Among the many jazz standards that were popular in Brazil as anywhere in the world, Tenderly stands out because it was native Brazilian Farnésio Dutra de Silva aka Dick Farney who allegedly introduced the song on record.
From 1946 to 1949, while scoring a string of hits on the Brazilian charts, Dick Farney actually spent most of his time performing in the US. In March 1947, after appearing on several radio shows, he recorded a number of songs with Paul Baron’s orchestra at Majestic Studios in New York. According to the liner notes on the back cover of the 1954 album Dick Farney na Broadway, compiling these sessions, it was at these recording sessions that Farney met pianist, arranger and composer Walter Gross who played a yet untitled composition during breaks. It is further stated that Farney wanted to record the tune which is why Gross asked Jack Lawrence to write the lyrics, so that Farney could introduce the song on record a few days later.
Actually, most sources report Sarah Vaughan to have introduced Tenderly on record. While it is verifiable that Vaughan’s release at Musicraft Records with George Treadwell’s orchestra became a modest hit on the US pop charts in late 1947 with quite an impact on her emerging career, it is difficult to find evidence when exactly she recorded the song. Various dates are indicated for the period of spring 1946 to summer 1947, very likely caused by the fact that both catalogue and matrix numbers by Musicraft Records do not match chronologically. Sole exception is Jack Lawrence, who claims that Sarah Vaughan’s vocal recording dates back to 1946, just like the first instrumental recording of Tenderly by trumpeter Randy Brooks—being the songs’s lyricist, Jack Lawrence should be a reliable source as he was an active part of the genesis of Tenderly. According to him, it was singer Margaret Whiting who introduced him to Gross with the intention of writing the lyrics for the yet untitled song. So he did, even though Gross had to be convinced of the title since he first refused it as sounding like an instruction on sheet music.

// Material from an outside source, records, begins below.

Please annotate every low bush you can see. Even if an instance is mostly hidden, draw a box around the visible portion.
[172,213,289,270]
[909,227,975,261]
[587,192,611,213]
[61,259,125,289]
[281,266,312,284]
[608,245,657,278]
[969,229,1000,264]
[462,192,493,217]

However, Tenderly not only became the biggest hit Walter Gross ever composed but Dick Farney recorded at least one of the first versions, if not the first—moreover, a very fine one. Even though Tenderly found some favour with musicians after its publishing, it was only Rosemary Clooney’s recording in 1952 with Percy Faith’s orchestra which turned it into a worldwide hit.

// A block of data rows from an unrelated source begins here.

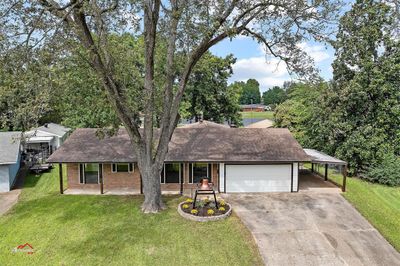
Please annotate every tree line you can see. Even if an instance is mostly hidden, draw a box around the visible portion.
[275,1,400,185]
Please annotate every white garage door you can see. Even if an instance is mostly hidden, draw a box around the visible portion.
[225,165,292,193]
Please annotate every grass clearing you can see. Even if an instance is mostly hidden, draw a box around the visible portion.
[0,165,262,265]
[240,111,274,120]
[307,163,400,252]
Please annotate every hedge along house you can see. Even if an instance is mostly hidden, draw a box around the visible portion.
[0,132,22,192]
[48,121,310,194]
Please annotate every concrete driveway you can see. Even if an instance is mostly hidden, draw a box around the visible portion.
[224,192,400,265]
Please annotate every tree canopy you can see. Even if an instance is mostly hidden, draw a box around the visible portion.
[0,0,340,212]
[276,0,400,179]
[231,79,261,104]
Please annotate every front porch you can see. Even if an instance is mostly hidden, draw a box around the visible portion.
[64,188,184,196]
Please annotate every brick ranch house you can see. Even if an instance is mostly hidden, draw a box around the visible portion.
[48,121,310,194]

In 1953, João Donato was the first to release Tenderly as an a-sided single in Brazil with Invitation on the flipside. The same year, Trio Surdina presented Tenderly as the opening song on their self-titled debut album.
The next year, Dick Farney issued Tenderly as an a-side to How Soon, accompanying his album Dick Farney na Broadway which compiled all songs from that recording session in 1947. He recorded the song three more times, first in 1956 on Dick Farney Trio with Dinarte Rodrigues Filho on guitar and Ed Lincoln on bass, then in 1974 on Um Piano ao Cair da Tarde, both times as pianist, and finally in 1976 as vocalist on his collaboration album with Claudette Soares, Tudo Isto é Amor.
In 1957, Tenderly was Leny Eversong’s choice as the closing song on the album she recorded with Neal Hefti’s orchestra in the US, serving as a perfect vehicle to show her vocal artistry. The next year, Tenderly was chosen again as an album’s closing song, this time by Ed Lincoln with vocals by Fred Peters on his debut album Ao Teu Ouvindo, reissued 1962 and 1963 as Ed Lincoln Boite.
In 1970, João Peixoto Primo’s quintet featured Renato Axelrud’s baritone sax in a fashionable setting while trumpeter Márcio Montarroyos delivered a cool jazz inspired interpretation on his 1973 debut album Sessão Nostalgia.
Selected recordings of Tenderly:
1. Dick Farney from the album Dick Farney na Broadway (1954, Sinter SLP 1013) [1947 version]
2. João Donato from the single Tenderly b/w Invitation (1953, Sinter 00-00.212-a)
3. Trio Surdina from the album Trio Surdina (1953, Musidisc M-007)
4. Leny Eversong from the album Leny Everson na América do Norte (1957, Total Sound/Copacabana CLP 11521)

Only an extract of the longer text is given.